I work from my home in Ithaca, NY, and did it long before pandemics made it cool.

The Technology I Use

My first computer was a Laser 128, an Apple II-compatible clone with an integrated keyboard, matched with an eye-straining monochrome green monitor. I used it to type papers in college for other people for money...until I discovered the Mac SE in the college computer room. That changed my life. My first cellphone was a Samsung Uproar—the silver one with the built-in MP3 player from the Napster days (the pre-iPod era).

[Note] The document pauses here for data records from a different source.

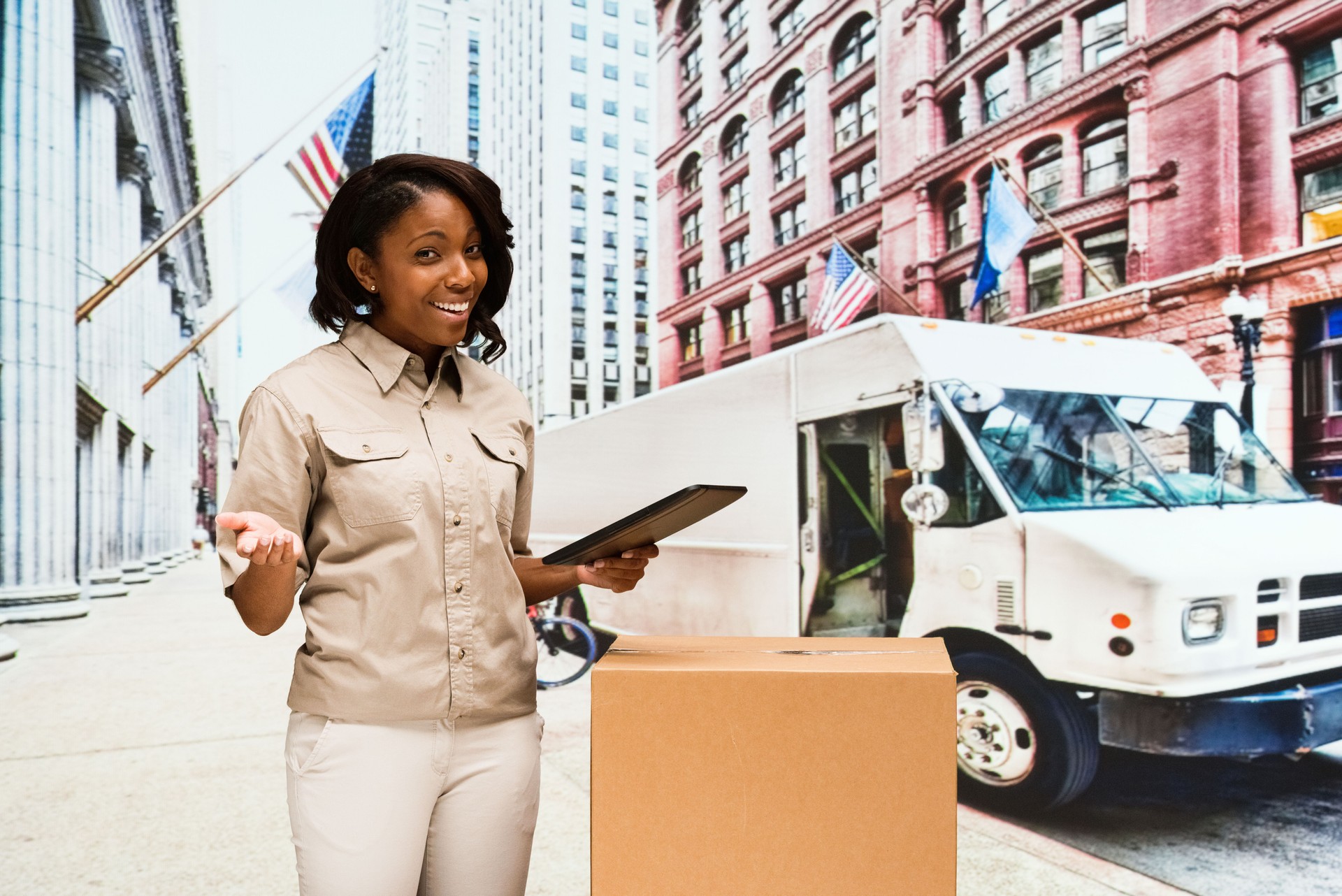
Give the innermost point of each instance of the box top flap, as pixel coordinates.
(779, 653)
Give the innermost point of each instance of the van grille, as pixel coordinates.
(1006, 601)
(1322, 623)
(1329, 585)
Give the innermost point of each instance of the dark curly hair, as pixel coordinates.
(369, 204)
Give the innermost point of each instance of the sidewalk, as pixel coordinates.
(141, 753)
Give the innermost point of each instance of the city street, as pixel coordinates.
(141, 754)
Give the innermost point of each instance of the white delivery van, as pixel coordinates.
(1118, 558)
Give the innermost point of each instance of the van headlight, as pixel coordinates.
(1204, 621)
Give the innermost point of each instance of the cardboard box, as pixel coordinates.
(732, 766)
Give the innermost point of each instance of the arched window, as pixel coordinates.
(1044, 172)
(856, 45)
(733, 140)
(688, 176)
(955, 210)
(1104, 156)
(789, 97)
(688, 16)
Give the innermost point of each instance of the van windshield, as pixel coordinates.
(1069, 451)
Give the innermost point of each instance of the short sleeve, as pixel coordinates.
(522, 506)
(274, 477)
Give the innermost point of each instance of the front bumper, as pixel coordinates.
(1243, 725)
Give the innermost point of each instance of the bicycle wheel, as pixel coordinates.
(565, 648)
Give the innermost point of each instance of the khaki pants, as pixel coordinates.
(440, 808)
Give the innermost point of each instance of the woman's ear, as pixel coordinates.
(361, 266)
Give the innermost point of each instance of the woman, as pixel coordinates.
(392, 474)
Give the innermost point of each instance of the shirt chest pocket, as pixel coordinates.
(505, 462)
(369, 477)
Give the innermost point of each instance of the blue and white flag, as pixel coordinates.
(1006, 227)
(846, 291)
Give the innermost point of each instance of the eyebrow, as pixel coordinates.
(442, 235)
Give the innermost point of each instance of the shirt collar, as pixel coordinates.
(386, 360)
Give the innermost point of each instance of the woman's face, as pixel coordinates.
(430, 271)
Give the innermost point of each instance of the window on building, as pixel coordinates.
(1044, 67)
(955, 115)
(953, 299)
(688, 175)
(735, 198)
(1044, 278)
(956, 215)
(1321, 204)
(788, 160)
(737, 254)
(1104, 35)
(736, 324)
(856, 187)
(1321, 80)
(691, 341)
(995, 15)
(953, 31)
(789, 24)
(691, 113)
(691, 64)
(733, 20)
(735, 140)
(1044, 173)
(856, 118)
(856, 45)
(789, 97)
(789, 223)
(1107, 254)
(996, 86)
(789, 301)
(1105, 156)
(690, 281)
(736, 73)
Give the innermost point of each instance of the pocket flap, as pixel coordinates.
(503, 446)
(364, 445)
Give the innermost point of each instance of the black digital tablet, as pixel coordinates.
(653, 523)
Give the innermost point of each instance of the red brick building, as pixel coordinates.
(1185, 148)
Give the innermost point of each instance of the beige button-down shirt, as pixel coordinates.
(412, 493)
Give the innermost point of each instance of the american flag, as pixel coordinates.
(847, 290)
(340, 147)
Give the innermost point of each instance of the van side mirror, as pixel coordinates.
(925, 449)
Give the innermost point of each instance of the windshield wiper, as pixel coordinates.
(1106, 475)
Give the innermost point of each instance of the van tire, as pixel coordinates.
(1059, 737)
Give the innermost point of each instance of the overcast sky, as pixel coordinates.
(252, 68)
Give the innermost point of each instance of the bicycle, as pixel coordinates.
(565, 648)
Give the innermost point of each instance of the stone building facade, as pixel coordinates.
(96, 477)
(1185, 149)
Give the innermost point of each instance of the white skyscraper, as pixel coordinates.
(570, 144)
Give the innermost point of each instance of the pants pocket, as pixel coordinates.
(305, 741)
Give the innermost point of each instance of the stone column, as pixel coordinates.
(134, 180)
(100, 90)
(36, 313)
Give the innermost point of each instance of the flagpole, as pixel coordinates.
(1067, 240)
(856, 258)
(180, 224)
(204, 334)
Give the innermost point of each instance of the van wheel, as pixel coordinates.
(1020, 742)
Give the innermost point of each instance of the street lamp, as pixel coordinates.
(1247, 325)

I use an iPhone 15 Pro hourly and an iPad Air infrequently (but I'm always in the market for a cheap Android tablet). I have a PlayStation 5 just to play Spider-Man, and several Windows machines, including a work-issued Lenovo ThinkPad. I talk to Alexa and Siri all day long. I do the majority of my computing on a 15-inch LG Gram laptop attached to a Thunderbolt hub to run a multi-monitor setup—I overdid it on the power needed to simply work from home.

I'm most at home in Microsoft Word after decades of writing there. More and more, I turn to services like Google Docs, using tools like Grammarly. I use Google's Chrome browser due to an addiction to several extensions I think I can't live without, but probably could. I use Excel extensively on data-intensive stories, but for chart creation, we've switched over entirely to using Infogram for interactive features that are hard to find elsewhere. I do a lot of graphics work for my stories, but limit myself to the free and amazing Paint.NET software to edit images.

I'm a firm evangelist for using the cloud for backup and syncing of files; I'm primarily using Dropbox, which has never failed me, but I also have redundant setups on Microsoft OneDrive, plus extra picture backups on Amazon Photos and iCloud. Why take chances? For entertainment, mine is a streaming-only household—my kid has never seen network TV and barely been exposed to commercials, thanks to Roku and Amazon Music. The house is peppered with smart speakers from Amazon for instant gratification and control of smart home devices like multiple Wyze cameras and Nest Protect smoke detectors. I've got accounts on all the major social networks, to my horror. I have a robot vacuum for each floor of the house. I want a 3D printer, but not sure what I'd use it for.